A far more traditional novel fell off the list only because not enough of us were yet familiar with it. 22 Britannia Road by Amanda Hodgkinson takes place after World War II as a woman and her child travel from Poland to England to be reunited with their husband and father, but despite their determination to make a fresh start, the past threatens to destroy their dreams. Infidelity, the horrors of war, and even deeper secrets come into play before all is said and done. Miriam sums it up: “Hodgkinson’s poetic voice is impossible to forget, and the shocking and hopeful ending of her remarkable historical novel will leave readers reeling—and satisfied.” Given this strong support, it’s clear that the book didn’t fail to make the list, we failed the book.

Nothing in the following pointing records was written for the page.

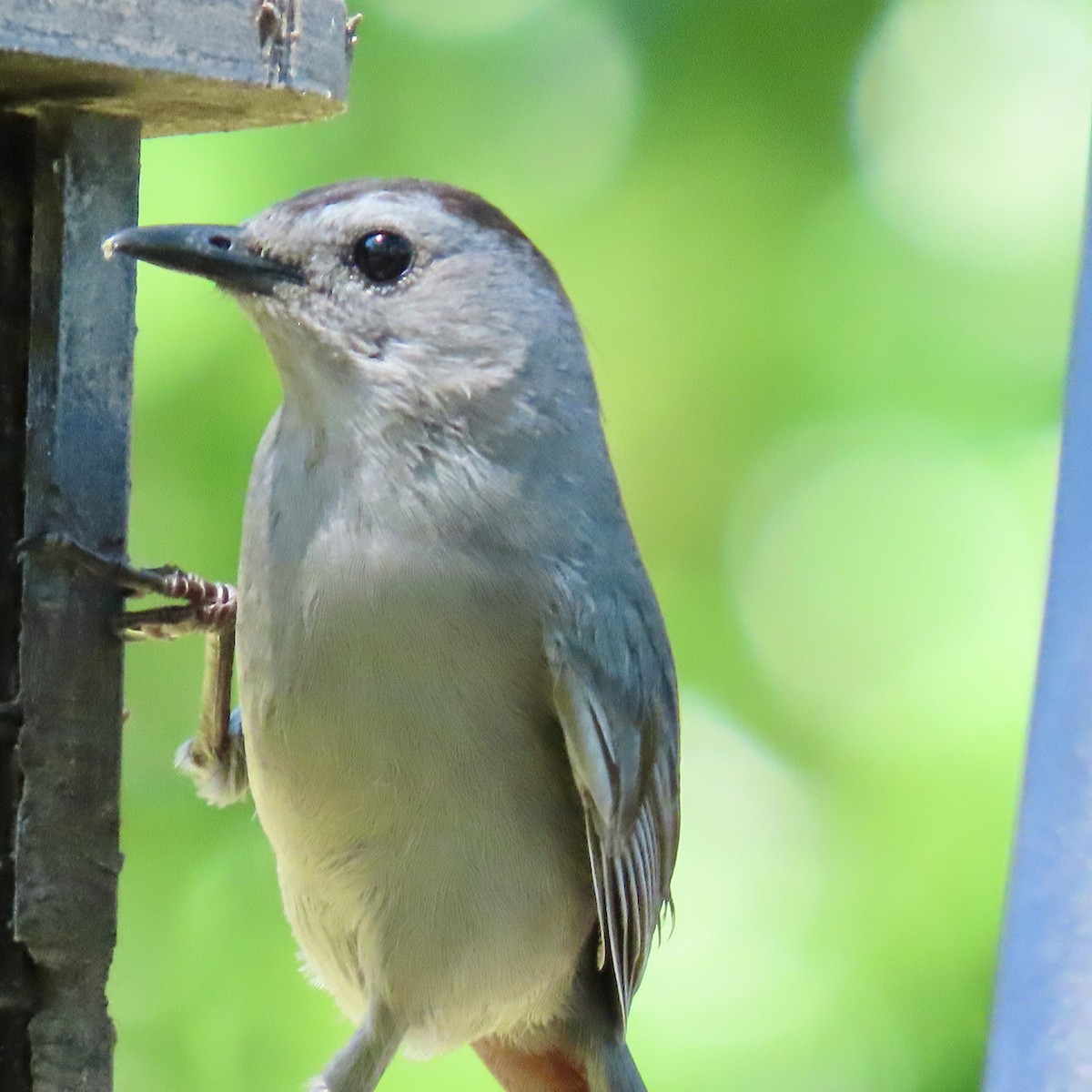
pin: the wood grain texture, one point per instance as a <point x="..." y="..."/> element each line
<point x="178" y="66"/>
<point x="79" y="397"/>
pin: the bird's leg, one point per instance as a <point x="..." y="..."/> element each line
<point x="214" y="757"/>
<point x="363" y="1060"/>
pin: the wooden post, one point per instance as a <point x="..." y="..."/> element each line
<point x="1041" y="1032"/>
<point x="80" y="83"/>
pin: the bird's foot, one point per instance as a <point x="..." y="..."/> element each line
<point x="208" y="606"/>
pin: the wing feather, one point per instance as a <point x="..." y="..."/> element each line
<point x="615" y="697"/>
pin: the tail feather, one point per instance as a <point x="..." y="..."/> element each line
<point x="551" y="1069"/>
<point x="611" y="1068"/>
<point x="620" y="1070"/>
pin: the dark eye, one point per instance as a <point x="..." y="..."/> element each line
<point x="382" y="257"/>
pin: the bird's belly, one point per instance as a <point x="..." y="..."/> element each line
<point x="413" y="782"/>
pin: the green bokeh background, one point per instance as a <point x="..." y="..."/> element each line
<point x="824" y="256"/>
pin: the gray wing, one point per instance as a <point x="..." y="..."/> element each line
<point x="615" y="697"/>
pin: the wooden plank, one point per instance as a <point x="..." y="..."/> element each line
<point x="16" y="210"/>
<point x="1041" y="1032"/>
<point x="179" y="66"/>
<point x="79" y="398"/>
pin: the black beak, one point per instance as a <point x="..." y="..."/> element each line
<point x="208" y="250"/>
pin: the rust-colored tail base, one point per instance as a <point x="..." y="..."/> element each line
<point x="551" y="1069"/>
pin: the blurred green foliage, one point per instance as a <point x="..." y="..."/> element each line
<point x="824" y="257"/>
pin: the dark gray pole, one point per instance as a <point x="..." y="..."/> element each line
<point x="79" y="85"/>
<point x="1041" y="1037"/>
<point x="16" y="212"/>
<point x="77" y="408"/>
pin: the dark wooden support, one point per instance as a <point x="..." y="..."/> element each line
<point x="16" y="211"/>
<point x="79" y="393"/>
<point x="80" y="82"/>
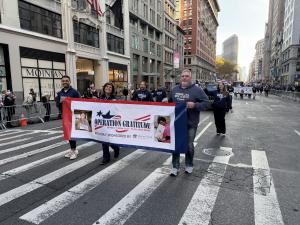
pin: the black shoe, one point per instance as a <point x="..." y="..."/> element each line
<point x="116" y="153"/>
<point x="104" y="161"/>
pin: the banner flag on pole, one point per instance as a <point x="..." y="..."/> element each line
<point x="146" y="125"/>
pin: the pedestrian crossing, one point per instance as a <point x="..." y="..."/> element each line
<point x="48" y="149"/>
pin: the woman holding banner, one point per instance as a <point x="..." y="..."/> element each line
<point x="221" y="105"/>
<point x="108" y="94"/>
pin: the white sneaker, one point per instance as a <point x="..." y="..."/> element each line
<point x="74" y="154"/>
<point x="68" y="154"/>
<point x="174" y="172"/>
<point x="189" y="169"/>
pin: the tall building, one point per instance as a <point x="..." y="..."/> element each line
<point x="231" y="49"/>
<point x="199" y="20"/>
<point x="258" y="60"/>
<point x="40" y="41"/>
<point x="291" y="44"/>
<point x="146" y="36"/>
<point x="273" y="41"/>
<point x="169" y="36"/>
<point x="179" y="53"/>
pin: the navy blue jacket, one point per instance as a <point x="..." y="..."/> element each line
<point x="221" y="101"/>
<point x="71" y="92"/>
<point x="190" y="94"/>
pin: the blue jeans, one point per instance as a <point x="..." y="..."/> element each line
<point x="189" y="155"/>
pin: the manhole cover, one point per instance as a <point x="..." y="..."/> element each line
<point x="217" y="151"/>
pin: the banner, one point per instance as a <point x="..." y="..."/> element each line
<point x="153" y="126"/>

It was largely length that cost We the Animals a place in the winner’s circle. Justin Torres tells his story in the collective voice of three high-energy brothers, sons of a Puerto Rican father and a white mother living in Brooklyn. It’s an intense and beautiful depiction of childhood and beyond, and it’s so tautly written that it needs less than 150 pages to pack a real wallop. But with one novella-sized book on the list, Train Dreams, Roger decided that we didn’t need another, even though he was probably Torres’s biggest fan. 

I haven’t even touched on the non-fiction side of things yet, and that’s another oversight. See how we prove our fallibility over and over again? We don’t mind our mistakes being pointed out to us, so do let us know what other books were your personal bests of 2011.